Every decision a person makes, for better or for worse, begins as a thought.

 

If we’re willing to admit that a thought doesn’t arise in a vacuum, and that the outcome of a thought depends, at the very least, on the overall condition of the brain making the thought, and its predispositions based on prior and present experiences, how much room is really left for free will?

 

One of the most common leaps people make when defending free will is that if it doesn’t exist, and all our choices and actions are inescapable, then crime shouldn’t be punished and no one can be held accountable for their actions.
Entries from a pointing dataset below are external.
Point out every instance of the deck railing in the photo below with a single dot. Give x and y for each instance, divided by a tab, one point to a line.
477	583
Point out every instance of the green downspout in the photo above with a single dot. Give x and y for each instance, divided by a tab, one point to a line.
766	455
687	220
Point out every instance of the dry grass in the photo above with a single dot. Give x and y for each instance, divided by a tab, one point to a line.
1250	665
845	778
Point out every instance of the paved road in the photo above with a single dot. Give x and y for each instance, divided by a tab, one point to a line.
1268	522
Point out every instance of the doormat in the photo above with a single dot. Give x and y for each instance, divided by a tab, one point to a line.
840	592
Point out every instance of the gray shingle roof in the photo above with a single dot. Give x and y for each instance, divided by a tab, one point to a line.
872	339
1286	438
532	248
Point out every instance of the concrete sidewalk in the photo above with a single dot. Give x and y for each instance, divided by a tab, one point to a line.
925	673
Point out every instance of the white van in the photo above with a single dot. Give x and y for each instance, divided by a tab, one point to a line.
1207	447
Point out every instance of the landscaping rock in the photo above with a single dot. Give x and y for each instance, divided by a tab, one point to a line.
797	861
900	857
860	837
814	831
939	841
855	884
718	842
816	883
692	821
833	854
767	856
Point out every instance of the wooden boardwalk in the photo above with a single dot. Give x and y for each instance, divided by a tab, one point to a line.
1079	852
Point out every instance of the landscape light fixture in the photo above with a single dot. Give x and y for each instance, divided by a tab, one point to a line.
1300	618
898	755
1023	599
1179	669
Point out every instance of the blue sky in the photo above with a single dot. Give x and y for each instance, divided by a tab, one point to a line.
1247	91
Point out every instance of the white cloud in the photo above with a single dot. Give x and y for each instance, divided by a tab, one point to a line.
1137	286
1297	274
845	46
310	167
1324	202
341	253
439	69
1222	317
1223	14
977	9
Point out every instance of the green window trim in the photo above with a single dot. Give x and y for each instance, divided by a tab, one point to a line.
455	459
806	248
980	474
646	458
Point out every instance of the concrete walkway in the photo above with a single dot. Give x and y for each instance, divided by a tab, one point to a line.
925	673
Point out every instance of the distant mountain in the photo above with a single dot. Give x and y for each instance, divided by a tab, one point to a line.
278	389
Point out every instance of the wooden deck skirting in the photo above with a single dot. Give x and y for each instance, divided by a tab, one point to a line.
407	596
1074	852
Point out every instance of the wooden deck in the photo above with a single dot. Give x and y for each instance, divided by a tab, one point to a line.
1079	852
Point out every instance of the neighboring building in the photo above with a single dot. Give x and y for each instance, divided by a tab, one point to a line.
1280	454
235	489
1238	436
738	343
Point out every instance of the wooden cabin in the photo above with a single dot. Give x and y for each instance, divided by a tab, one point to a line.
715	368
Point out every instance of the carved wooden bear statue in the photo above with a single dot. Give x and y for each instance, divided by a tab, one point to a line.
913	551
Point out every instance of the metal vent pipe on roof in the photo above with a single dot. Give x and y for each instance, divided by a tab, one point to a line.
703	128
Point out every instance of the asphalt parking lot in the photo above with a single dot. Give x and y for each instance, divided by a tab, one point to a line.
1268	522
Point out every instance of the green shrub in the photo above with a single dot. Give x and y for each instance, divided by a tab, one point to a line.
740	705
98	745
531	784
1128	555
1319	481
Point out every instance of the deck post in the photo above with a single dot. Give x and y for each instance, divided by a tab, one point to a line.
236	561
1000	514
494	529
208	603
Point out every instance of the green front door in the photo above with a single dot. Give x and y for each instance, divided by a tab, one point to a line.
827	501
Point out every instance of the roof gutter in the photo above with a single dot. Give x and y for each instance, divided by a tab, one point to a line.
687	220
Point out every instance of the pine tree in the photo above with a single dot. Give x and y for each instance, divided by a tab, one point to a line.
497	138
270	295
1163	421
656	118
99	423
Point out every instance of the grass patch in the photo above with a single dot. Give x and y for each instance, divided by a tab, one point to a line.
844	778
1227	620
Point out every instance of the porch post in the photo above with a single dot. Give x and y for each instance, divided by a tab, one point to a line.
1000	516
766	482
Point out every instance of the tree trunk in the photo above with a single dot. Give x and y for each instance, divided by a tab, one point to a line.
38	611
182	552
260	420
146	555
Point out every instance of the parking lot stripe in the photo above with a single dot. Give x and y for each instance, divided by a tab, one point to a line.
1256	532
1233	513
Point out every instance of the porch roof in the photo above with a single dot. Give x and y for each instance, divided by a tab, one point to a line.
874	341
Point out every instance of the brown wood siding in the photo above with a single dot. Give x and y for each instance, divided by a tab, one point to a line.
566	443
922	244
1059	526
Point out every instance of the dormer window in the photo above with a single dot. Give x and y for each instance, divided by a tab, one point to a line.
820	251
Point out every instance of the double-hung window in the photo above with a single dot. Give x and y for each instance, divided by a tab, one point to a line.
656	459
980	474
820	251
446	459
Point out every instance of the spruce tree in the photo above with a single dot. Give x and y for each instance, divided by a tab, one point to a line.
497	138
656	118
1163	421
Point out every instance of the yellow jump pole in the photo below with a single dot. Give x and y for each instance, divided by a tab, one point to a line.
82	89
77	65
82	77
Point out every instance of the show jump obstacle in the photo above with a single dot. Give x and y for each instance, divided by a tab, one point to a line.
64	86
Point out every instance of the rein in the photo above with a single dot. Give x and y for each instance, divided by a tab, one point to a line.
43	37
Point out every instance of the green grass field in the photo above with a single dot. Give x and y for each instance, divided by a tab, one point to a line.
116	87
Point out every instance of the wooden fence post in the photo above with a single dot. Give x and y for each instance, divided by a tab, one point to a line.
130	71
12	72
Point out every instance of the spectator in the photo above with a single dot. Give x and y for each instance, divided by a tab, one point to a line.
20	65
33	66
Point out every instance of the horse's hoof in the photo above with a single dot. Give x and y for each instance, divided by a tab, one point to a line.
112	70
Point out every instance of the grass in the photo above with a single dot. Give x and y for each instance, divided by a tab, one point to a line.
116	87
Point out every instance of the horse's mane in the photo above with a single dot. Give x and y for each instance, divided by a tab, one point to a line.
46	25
Even if that was true—that no one is truly liable for their decisions because they can’t possibly be avoided—I don’t see how it then proves free will. It would just mean we’re going about things awfully wrong.

 

I don’t believe that to be the case, though. If someone breaks the law or hurts somebody else, they should be held accountable. If a person cannot deviate from the bad choices or actions they’re determined to make, it’s not a reason to assume we all want to live in a world where it’s tolerated. Anyone that can appreciate a civilized society should understand the sense in that.

 

Although it’s necessary that crime be punished, it never truly corrects the wrong to a victim, and rarely does it prevent the offender from committing the crime again. Promoting better circumstances for people to not commit crime in the first place would seem much more favorable than waiting around for crime to happen.

 

Recognizing that crime, just like everything else, is determined by fixed circumstances that can be altered leads to improved conclusions about how to prevent it. This can be said about most all human behavior and tendencies. Understanding the conditions and factors that influence thoughts can greatly improve a person’s potential to make better decisions, form better habits, and live a healthier and happier lifestyle.